Uno scenario bellico e politico diplomatico in cui, per la prima volta nella storia umana, era presente l’arma nucleare come sistema d’arma di cui si poteva fare un uso “ragionato e razionale”… tanto è vero che gli strateghi statunitensi più volte valutarono tale opzione.

Un testo da leggere, che ci permette di comprendere al meglio le origini del l’attuale situazione politico militare nella penisola coreana.

Disponibile presso la biblioteca del Centro Eirene.

RECENSIONE: M. Il figlio del secolo (Antonio Scurati)

Per un appassionato di storia, questa opera ha un grande pregio: è fruibile da chi appassionato di storia non è.

Il linguaggio è scorrevole, anche godibile. Sopra tutto, riesce, nonostante lo spessore (in senso fisico, oltre 800 pagine) a raccontare, come se fosse un romanzo d’avventura, i complicati avvenimenti che occorsero in Italia tra la fine della I guerra mondiale ed il delitto Matteotti: cinque anni di vita di una nazione.

La ricostruzione dei fatti è accurata, e la scelta di centrare l’attenzione sulla figura di Benito Mussolini, anche per ciò che riguarda la sua vita privata, è quasi un atto dovuto.

È un testo “di parte”: nonostante le forti critiche agli uomini ed alle forze politiche “non fasciste”, per la loro incapacità di cogliere la novità del movimento fascista e di opporsi in modo vincente ad esso, traspare chiaramente, dalla prima all’ultima pagina, non solo la condanna senza appello al movimento fascista, ma in primo luogo all’uomo e al politico Mussolini.

Anche questo giudizio ci sta, uno storico per definizione non è mai neutrale: non si limita a raccontare i fatti, cerca di interpretarli.

Quello che lascia un poco perplessi è la “tipologia” di giudizio che l’autore emette, in primo luogo verso Mussolini, di riflesso sul fenomeno storico del fascsmo.

È un giudizio etico, morale, eccessivamente incentrato sui comportamenti dell’individuo “Mussolini”: facendo un parallelo storico, è come se si criticasse il maoismo partendo dalle abitudini sessuali di Mao Tse Tung.

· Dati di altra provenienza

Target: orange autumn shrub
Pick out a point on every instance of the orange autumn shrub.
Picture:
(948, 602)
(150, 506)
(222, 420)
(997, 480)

È un limite dell’opera, e forse è giusto che sia così: vi apprestate a leggere un romanzo, non un saggio di storia.

Disponibile presso la biblioteca del Centro Eirene.

RECENSIONE: La guerra d’indipendenza americana (Stephen Conway)

Un testo ideale per chi vuole avvicinarsi, sapendone poco o nulla, alla Rivoluzione che precedette di pochi anni l’inizio di quella che viene definita “storia contemporanea”.

Il testo è interessante perché non si limita a ripercorrere gli avvenimenti politici e militari che portarono alla fondazione degli Stati Uniti d’America, ma pone l’accento sul carattere mondiale (oggi si direbbe globale) del conflitto che contrappose l’Inghilterra alle sue colonie nord americane: una caratteristica che fu alla base dell’ottenimento dell’indipendenza, dopo cinque anni di conflitto.

Altrettanto interessante il capitolo dedicato alle conseguenze della guerra sui civili delle varie parti in causa, sia da un punto di vista economico che di quello delle convinzioni politiche e dello stile di vita.

Un testo agile e godibile, insomma, dedicato ai tanti, troppi, italiani che di questa guerra hanno, nelle migliori delle ipotesi, una cultura filmica hollyvoodiana.

Disponibile presso la biblioteca del Centro Eirene.